Bank releases report on credit in first nine months of the year and closing three months.
In its report on the macroeconomic situation in the first nine months of the year and forecasts for the remaining three months and certain proposals, the Research Group of the Bank for Investment and Development of Vietnam expects that credit growth will reach 17 per cent this year.
As at September 21 credit growth stood at 10.78 per cent, double the figure in the same period of last year. Most capital went to the manufacturing and trade sectors, especially in five areas prioritized by the government.

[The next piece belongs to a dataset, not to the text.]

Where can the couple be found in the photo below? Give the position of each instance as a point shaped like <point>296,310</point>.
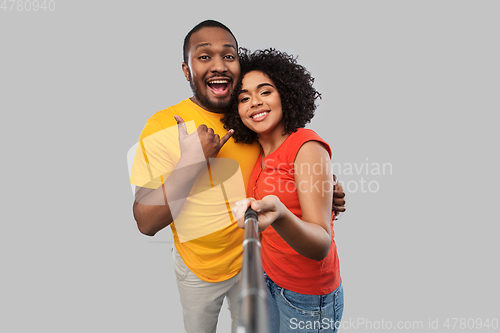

However, according to the National Financial Supervisory Commission, in the first nine months, despite the significant increase in credit and the slight growth in net interest margin (NIM), risk provisions also rose so the profitability of commercial banks fell.
Chairman of the Management Board of the Vietnam Assets Management Company (VAMC), Mr. Nguyen Quoc Hung, said that in order to bring bad debts in the banking system down to 3 per cent by September 30, the company had to sell a principle balance of VND77 trillion ($3.4 billion) through issuing special bonds worth VND67.8 trillion ($3.1 billion) before August 31.
When banks hold special bonds they must have risk provisions for the bonds and for loans, which are not sold to VAMC. As a result, the provision has reduced the profitability of commercial banks. The government also encourages interest rates cuts, which also results in lower profits. Meanwhile, over the last four years support for social security and poverty reduction has also seen falling return-on-equity (ROE) ratios.